The Clinton's secure an unorthodox loan arrangement with "fundraiser extraordinaire" Terry McAuliffe -- a deal in which the Clinton supporter deposits $1.35 million cash into an account on the Clinton's behalf. The White House said that McAuliffe  will get the money back, with interest, once the Clintons pay back the mortgage, or, as is more likely, refinance it in five years.


The WASHINGTON POST'S Ruth Marcus reported that McAullife, a 42-year-old real estate developer and entrepreneur, reached an arrangement with the Clintons a week after the President played golf with him, and later visited McAullife's ailing mother in a New York hospital after she had hip surgery.



The McAuliffe deal was made only after former Clinton Chief of Staff Erskine Bowles refused to guarantee the loan at the last minute.

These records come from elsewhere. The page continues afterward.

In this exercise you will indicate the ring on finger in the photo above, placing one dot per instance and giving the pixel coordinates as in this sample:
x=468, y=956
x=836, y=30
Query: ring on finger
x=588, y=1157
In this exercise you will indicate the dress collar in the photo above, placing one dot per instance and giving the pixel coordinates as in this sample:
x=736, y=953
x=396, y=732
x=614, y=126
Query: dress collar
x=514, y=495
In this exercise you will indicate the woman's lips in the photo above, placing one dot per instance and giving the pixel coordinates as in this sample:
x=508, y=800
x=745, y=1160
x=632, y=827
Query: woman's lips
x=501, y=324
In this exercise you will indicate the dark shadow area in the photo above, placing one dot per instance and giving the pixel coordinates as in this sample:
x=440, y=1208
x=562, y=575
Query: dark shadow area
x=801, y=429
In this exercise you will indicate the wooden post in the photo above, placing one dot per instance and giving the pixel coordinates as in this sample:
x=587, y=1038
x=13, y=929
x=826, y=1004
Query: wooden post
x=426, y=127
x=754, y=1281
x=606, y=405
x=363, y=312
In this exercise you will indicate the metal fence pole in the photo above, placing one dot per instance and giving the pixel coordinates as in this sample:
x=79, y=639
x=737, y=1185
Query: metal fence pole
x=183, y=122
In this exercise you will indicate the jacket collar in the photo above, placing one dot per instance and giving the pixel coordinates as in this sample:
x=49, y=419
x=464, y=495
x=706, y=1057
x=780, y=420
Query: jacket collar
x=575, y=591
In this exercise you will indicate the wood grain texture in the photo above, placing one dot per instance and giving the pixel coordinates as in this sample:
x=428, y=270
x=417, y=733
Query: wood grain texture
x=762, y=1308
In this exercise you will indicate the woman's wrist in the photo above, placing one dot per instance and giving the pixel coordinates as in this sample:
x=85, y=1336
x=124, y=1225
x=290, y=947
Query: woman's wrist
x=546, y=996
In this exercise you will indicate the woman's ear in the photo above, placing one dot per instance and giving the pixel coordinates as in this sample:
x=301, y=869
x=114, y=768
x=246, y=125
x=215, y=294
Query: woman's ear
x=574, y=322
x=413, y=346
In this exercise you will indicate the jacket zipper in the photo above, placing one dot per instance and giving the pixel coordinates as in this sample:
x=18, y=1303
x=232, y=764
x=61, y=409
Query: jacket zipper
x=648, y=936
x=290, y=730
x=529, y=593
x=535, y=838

Ellen Miller, executive director of Public Campaign said, "Probably no one has more and longer tentacles into the worlds of money and politics than Terry McAuliffe. It's an unhealthy relationship for anyone to have to the president and first lady. In a way, he has incredible power over them and incredible power through them as well." The paper also reports that "several of his business dealings have come under legal scrutiny."


The White House Counsel's office had ruled that McAuliffe's guarantee did not fall under the provisions of Federal gift reporting laws and thus did not have to be listed on the Clintons' annual disclosure report. 

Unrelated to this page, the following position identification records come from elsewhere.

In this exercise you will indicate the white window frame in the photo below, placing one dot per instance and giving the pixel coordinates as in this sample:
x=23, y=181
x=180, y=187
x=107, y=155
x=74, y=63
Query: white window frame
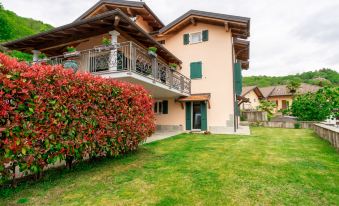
x=157, y=103
x=190, y=37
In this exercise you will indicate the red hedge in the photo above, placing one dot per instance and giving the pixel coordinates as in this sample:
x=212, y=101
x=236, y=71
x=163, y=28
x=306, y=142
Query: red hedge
x=48, y=113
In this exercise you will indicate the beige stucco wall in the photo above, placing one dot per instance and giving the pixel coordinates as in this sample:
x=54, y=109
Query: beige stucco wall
x=216, y=57
x=175, y=116
x=280, y=99
x=254, y=101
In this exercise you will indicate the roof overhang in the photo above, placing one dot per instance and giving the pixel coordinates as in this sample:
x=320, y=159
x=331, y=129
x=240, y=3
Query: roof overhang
x=56, y=40
x=132, y=8
x=205, y=97
x=256, y=90
x=242, y=99
x=239, y=26
x=242, y=52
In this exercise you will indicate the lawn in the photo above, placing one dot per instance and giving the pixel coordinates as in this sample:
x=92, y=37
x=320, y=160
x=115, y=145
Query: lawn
x=272, y=166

This is not the first time that political supporters have helped secure a home for an outgoing President. In 1988 eighteen friends pitched in $2.5 million to purchase the Reagan's home in Bel Air -- a home the Reagans eventually bought for themselves.


A complaint, filed with the Federal Election Commission by the Conservative Campaign Fund, alleges that personal loans and guarantees for personal loans have always been treated the same as campaign contributions and are subject to the same $1,000 limit. Mrs. Clinton is eyeing the U.S. Senate seat in New York that is being vacated in 2001 by retiring Sen. Daniel Patrick Moynihan, a Democrat.  "It's clearly illegal," said Peter Flaherty, chairman of the Conservative Campaign Fund.

PRO 7.1

Mrs. Clinton's campaign spokesman, Howard Wolfson, called the loan guarantee "perfectly legal and appropriate."  "It's not surprising that a right-wing special interest group would be attacking Hillary Clinton. We expect that will happen quite a bit," Wolfson said.

CON 7.2

Flaherty argued that, because Mrs. Clinton must establish residency in New York to run for a Senate seat, the home loan is campaign related. 


FACT 7.3

FEC spokeswoman Kelly Huff said that she could not comment on the complaint itself but that generally the law mandates that loans and loan guarantees for candidates are subject to campaign limits if they are related to the campaign.


FACT 8   9-26-99

President Clinton and First Lady Hillary Rodham Clinton have abandoned plans to accept a friend's loan guarantee and are seeking a conventional mortgage for the $1.7-million home they want to buy in suburban New York, a source said Saturday. The Clintons hope to complete a new financing arrangement by Nov. 1, their original closing date, said the source, who is familiar with the Clintons' financial planning and who spoke on condition of anonymity. They were reported to be considering options from several lending institutions to enable them to purchase the five-bedroom home in Chappaqua, N.Y., about an hour north of New York City. Mrs. Clinton is considering a Senate run from New York in 2000 and must establish residency before election day.